Wednesday, June 26, 2019: 11:00 AM
Madison B (Marriott Wardman Park Hotel)

Presenter: Jacob Wallace

Discussant: Coleman Drake


A key feature of health insurance plans in the United States is the breadth of their provider networks (i.e. the number of providers they contract with). To study the impact of network breadth, I leverage a natural experiment in New York where Medicaid recipients are randomly assigned to private health plans that contract with different sets of physicians and hospitals.
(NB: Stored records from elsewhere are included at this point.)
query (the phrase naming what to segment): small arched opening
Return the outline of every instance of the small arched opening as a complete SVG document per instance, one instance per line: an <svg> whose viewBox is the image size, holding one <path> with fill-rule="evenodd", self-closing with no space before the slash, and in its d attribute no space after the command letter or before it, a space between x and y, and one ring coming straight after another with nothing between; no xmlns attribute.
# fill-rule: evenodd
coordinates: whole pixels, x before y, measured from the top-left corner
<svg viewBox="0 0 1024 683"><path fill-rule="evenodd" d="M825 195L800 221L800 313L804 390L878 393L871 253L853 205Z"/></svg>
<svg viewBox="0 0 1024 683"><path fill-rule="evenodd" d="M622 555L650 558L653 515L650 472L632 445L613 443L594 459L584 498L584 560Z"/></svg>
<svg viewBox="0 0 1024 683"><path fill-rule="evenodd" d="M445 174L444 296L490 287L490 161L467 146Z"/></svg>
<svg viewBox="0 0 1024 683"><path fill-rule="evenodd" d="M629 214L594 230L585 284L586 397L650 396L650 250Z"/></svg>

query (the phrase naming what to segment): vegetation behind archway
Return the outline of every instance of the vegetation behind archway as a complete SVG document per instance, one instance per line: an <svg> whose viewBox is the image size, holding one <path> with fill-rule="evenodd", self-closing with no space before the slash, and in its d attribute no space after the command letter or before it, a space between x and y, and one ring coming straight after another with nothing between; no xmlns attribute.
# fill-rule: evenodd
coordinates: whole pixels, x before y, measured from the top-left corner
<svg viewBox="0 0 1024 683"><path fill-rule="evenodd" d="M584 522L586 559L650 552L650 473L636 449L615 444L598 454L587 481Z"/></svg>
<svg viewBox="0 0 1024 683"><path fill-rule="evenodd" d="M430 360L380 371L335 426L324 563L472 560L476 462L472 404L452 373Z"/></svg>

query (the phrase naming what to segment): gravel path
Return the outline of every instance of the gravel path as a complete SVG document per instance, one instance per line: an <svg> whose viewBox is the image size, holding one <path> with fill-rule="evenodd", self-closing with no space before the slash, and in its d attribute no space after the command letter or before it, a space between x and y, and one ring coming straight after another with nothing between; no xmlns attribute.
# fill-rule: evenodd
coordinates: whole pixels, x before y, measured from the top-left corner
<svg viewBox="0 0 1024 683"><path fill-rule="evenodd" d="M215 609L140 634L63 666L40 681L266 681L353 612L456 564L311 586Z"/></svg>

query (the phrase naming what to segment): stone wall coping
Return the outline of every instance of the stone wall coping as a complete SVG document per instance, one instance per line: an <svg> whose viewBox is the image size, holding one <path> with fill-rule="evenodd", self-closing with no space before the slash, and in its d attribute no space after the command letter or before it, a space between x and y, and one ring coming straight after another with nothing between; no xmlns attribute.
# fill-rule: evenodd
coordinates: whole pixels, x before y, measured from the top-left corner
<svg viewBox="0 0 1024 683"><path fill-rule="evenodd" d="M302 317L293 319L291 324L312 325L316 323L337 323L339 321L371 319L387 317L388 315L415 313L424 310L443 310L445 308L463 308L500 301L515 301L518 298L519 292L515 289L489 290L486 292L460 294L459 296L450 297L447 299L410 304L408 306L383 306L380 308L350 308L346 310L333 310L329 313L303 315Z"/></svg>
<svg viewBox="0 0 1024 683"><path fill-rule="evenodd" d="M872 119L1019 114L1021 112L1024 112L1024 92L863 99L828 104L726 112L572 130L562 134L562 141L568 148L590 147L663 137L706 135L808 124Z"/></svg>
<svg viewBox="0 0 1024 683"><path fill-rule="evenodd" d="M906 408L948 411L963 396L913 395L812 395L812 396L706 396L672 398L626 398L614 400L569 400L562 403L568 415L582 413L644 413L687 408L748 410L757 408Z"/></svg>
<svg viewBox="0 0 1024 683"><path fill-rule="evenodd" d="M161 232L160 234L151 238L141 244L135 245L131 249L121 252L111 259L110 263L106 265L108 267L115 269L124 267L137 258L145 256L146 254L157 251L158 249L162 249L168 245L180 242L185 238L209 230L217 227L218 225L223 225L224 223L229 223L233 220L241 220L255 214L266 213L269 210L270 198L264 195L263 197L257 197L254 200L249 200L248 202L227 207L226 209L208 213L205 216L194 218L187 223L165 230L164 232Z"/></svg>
To measure network breadth, I use estimates from a structural model of demand for physicians and hospitals. Combining these measures with administrative health records for over 50,000 randomly assigned recipients, I find that assignment to a narrower network reduces the use of health care services and spending at the expense of consumer satisfaction, with little impact on traditional measures of access and quality. The spending reductions came primarily from outpatient specialty care and prescription drugs, and were driven by narrower physician network breadth. The reductions in consumer satisfaction, on the other hand, were driven by narrower hospital network breadth and fully mediated by whether a consumers’ usual source of care (often a hospital for Medicaid recipients) was covered by their assigned plan. Taken together, the results suggest that alternative auto-assignment policies could improve the tradeoff between spending and satisfaction.